Aubade for the Habana Inn

Before adolescence reached me, each morning 
I marveled past the Habana Inn, a degenerate haven 
hidden plainly off Route 66. My cheeks clenched 
as I caught in the rearview oblique glimpses 
of men, their beards groomed to signal discretion. 
39th and Penn: a revolving sleuth of leathered pickups, 
hot rods in cruise control. I numbered plates 
skipping town from out-of-state 
as we got groceries at what was Homeland, 
which once was Safeway, but now is Goodwill. 
Braum’s banana split as alibi, I tracked the bears 
shuffling by.
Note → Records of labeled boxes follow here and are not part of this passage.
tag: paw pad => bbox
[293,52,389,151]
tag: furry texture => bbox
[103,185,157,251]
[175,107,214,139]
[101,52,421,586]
I swooned, swore I’d gussy up, 
brave mountaintops when I came of age, 
embrace my guts. Daddies and sissies alike 
pilgrimage toward the obvious: The Village. 
Boystown. P-town. WeHo. Any Christopher Street. 
I exhausted every imaginable vulgarity stewing beyond the block: 
cowboys, truckers, pastors, oh my. Had I snuck a peek, 
unveiled the skirt, I’d find naught but night: damp 
technicolor carpets, hot tub swimmers, drapes 
finished raw, ultraviolet ripe for new owners 
—an LA lift to keep the grit, strip the must, 
and redevelop. No longer is the Habana. I mourn 
each time a classic logo debuts a thin sans-serif makeover—
the pylon sunrise marking the resort, now absent 
from the I-44 skyline. Maybe it’s better 
to clean up, chlorinate the pool more regular. 
I wouldn’t know. I’m still blue in the face, 
staring out the dash, yearning for first light, 
ignorant of what I lost without ever coming in.